“The total cost of the Affordable Care Act to provide health insurance for every American out there at an affordable rate is costing about the same amount over the course of ten years as the cost of the prescription-drug bill that President Bush passed.”
—President Barack Obama, Sept. 24, 2013
The president simplifies a complicated picture in ways that mislead his audience.
President Barack Obama appeared with former President Bill Clinton in New York at the Clinton Global Initiative Health Care Forum on Sept. 24, 2013. The event focused on health care, and we’ll fact check the following statement from Obama (bold emphasis added):
First of all, I think it’s really important to point out here that the total cost of the Affordable Care Act to provide health insurance for every American out there at an affordable rate is costing about the same amount over the course of 10 years as the cost of the prescription drug bill that President Bush passed — except that wasn’t paid for. We felt obliged to actually pay for it and not just add to the deficit.
The Congressional Budget Office reports the 10-year cost of the ACA at around $1.3 trillion:
CBO and JCT’s current projection of the budgetary impact of the ACA’s coverage provisions is $1,363 billion over the 2014–2023 period. That amount represents an increase of $40 billion from the February 2013 estimate of $1,323 billion.
The CBO’s latest 10-year estimate, which takes into account the administration’s decision to delay the employer mandate for one year, comes to $1,375 billion.
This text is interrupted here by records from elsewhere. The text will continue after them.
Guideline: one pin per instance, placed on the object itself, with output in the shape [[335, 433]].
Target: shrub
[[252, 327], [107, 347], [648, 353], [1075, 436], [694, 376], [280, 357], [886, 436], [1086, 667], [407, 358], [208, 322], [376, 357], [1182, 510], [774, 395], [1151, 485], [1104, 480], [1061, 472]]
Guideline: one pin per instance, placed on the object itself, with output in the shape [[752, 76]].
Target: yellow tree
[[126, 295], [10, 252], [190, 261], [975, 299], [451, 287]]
We did not find any projections from the CBO for the expenses of Medicare Part D, the Medicare program resulting from the Medicare drug benefit supported and signed into by President Bush in 2003. But the Center for Medicare and Medicaid Services has actuaries who project future expenses. A report available through the CMS, the “2013 Annual Report of the Boards of Trustees of the Federal Hospital Insurance and Federal Supplementary Medical Insurance” projects Medicare Part D expenses through 2022 (Table II.F1), showing a total expense of about $1.2 trillion over 10 years.
Analyzing the Rhetoric
We chose to do this fact check after reading an article by Jeffrey H. Anderson in National Review. Anderson offered a brief but vigorous criticism of the president’s accuracy:
The problems with this statement are that, as observed above, Obamacare wouldn’t come close to providing “health insurance for every American” over ten years — the CBO projects that it would fall 31 million Americans short — and that it’s projected to cost $1.8 trillion over its real first decade (2014–23), while the total cost of the Medicare prescription-drug plan (Medicare Part D) over its real first decade (2006–15) is projected to be $649 billion (see Table III.D3). That’s about a 3-to-1 ratio, not “about the same.”
“Health insurance for every American out there”
Anderson’s right that Obama severely exaggerated the coverage effects of the health care law, and Anderson’s number of 31 million uninsured matches the figure given in the most recent CBO report of coverage effects from the law. At its best, by the CBO’s estimates, the law leaves 30 million uninsured from 2017 through 2020. Not counting what the CBO calls “unauthorized immigrants,” the law leaves 8 percent of the population uninsured during that span.
“At an affordable rate”
We won’t try to rate the truth of this statement since “affordable” carries with it a subjective judgment. But we’ll note that leaving 8 percent of the population uninsured at least argues that some people will find the price of insurance unaffordable.
“Costing about the same amount over the course of ten years as the cost of the prescription-drug bill that President Bush passed.”
Anderson says the cost of the ACA comes in about 3 times higher than the cost of the Medicare drug benefit. We would quibble with his method. If one compares the 10 year costs from an older set of 10 years then it’s appropriate to adjust for inflation.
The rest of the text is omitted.